La crisis del Consejo Nacional de la Magistratura originado por la difusión de audios que involucran a sus consejeros en actos irregulares motivó que el Congreso aprobara y el Ejecutivo promulgara la Ley N° 30833 disponiendo la reorganización de dicho organismo constitucional.

El problema es que de contrabando se introdujo una disposición que afecta a los trabajadores de la mencionada institución, pues el artículo 4 de la ley establece que salvo el personal del régimen 728 todos los demás trabajadores cesarán cuando venza su contrato, mencionando expresamente que se trata del personal contratado por la modalidad CAS (contratación administrativa de servicios) y del personal que labora mediante locación de servicios (recibos por honorarios).

Con ello 74 trabajadores CAS del CNM que tienen muchos años de servicios se encuentran con amenaza de despido porque la prórroga de sus contratos vence el 30 de setiembre. Lo mismo pasa con quienes laboran mediante órdenes de servicios, algunos de los cuales según nos informan tienen más de dos años en esa condición.

El panorama entonces es complicado para el personal del CNM que por esta disposición del Congreso pagará los platos que rompieron los jerarcas de la institución, perdiendo los empleos que vienen desempeñando desde hace muchos años.

Se trata de una medida injusta, toda vez que los trabajadores que resultarán afectados pertenecen en realidad al régimen laboral de la actividad privada (Decreto Legislativo 728) por lo que deberían continuar laborando.

En efecto, las entidades públicas sólo pueden contratar locadores de servicios cuando se trata de servicios autónomos y no para agenciarse de trabajadores, por lo tanto quienes laboran en el Consejo Nacional de la Magistratura mediante órdenes de servicios son trabajadores del régimen 728 (que es el régimen general de dicha entidad) por el principio de primacía de la realidad. En consecuencia no deben ser cesados.

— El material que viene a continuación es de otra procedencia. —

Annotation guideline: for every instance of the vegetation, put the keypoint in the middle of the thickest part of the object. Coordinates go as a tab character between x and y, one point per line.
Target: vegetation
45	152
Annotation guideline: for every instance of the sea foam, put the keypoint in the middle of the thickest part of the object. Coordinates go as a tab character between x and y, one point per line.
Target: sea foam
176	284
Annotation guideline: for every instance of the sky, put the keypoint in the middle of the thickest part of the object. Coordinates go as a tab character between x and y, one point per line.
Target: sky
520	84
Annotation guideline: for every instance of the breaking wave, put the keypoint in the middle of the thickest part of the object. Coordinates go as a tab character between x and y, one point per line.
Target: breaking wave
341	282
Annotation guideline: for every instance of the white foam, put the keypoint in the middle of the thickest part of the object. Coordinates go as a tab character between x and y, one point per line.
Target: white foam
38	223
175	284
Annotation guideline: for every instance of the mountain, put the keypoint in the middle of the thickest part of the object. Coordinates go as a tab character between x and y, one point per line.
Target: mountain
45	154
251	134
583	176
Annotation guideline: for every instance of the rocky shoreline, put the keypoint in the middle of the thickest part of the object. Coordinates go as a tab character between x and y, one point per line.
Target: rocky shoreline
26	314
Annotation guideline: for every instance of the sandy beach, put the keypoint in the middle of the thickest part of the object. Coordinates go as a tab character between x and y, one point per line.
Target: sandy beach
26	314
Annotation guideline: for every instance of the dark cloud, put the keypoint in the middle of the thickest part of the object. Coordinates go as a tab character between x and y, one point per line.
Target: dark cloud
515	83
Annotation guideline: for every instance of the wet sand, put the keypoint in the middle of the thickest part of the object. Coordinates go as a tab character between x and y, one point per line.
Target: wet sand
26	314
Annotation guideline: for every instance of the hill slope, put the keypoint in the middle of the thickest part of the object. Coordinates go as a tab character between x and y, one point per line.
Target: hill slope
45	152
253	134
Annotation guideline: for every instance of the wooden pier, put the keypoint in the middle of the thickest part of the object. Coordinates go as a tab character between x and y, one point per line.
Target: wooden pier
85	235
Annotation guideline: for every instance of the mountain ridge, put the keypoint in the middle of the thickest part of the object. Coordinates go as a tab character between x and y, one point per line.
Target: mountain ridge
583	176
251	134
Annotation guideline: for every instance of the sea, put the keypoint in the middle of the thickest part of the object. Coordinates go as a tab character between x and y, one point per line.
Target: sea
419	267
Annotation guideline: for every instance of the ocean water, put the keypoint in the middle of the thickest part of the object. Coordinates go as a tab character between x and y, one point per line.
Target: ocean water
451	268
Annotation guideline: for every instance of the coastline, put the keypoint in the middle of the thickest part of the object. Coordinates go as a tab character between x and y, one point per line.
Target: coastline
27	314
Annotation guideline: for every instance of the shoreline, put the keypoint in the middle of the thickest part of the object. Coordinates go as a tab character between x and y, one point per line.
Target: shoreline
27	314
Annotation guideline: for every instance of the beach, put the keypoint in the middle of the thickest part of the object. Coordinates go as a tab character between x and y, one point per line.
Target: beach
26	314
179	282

En el caso del personal CAS nos informan que ingresaron a laborar hace años como locadores de servicios y luego pasaron a la modalidad CAS al entrar en vigencia dicho régimen. Asimismo, otro grupo de servidores si bien ingresó después de la vigencia del Decreto Legislativo 1057 lo hizo también como personal de locación de servicios pasando posteriormente a la modalidad CAS. Por lo tanto en ambos casos las contrataciones CAS son inválidas y les corresponde también el régimen laboral de la actividad privada, no pudiendo ser cesados por vencimiento de contrato CAS.

En ese escenario, parece avecinarse un despido masivo en el CNM el próximo mes, que afectará a trabajadores que en realidad deben pertenecer al régimen laboral de la actividad privada y que se verán obligados a interponer demandas de reposición o de indemnización por despido para hacer valer sus derechos. Lo cual es una situación que creemos que no es el espíritu de la Ley Nº 30833.

Consideramos que la reorganización del CNM debe incluir el respeto de los derechos laborales y que el personal que se verá afectado tiene los elementos jurídicos para permanecer en sus empleos y lograr el reconocimiento de los derechos irrenunciables que les confiere la legislación laboral.

Ojalá la gestión transitoria del CNM tome las decisiones correctas. El talento humano debe preservarse y los derechos laborales deben respetarse.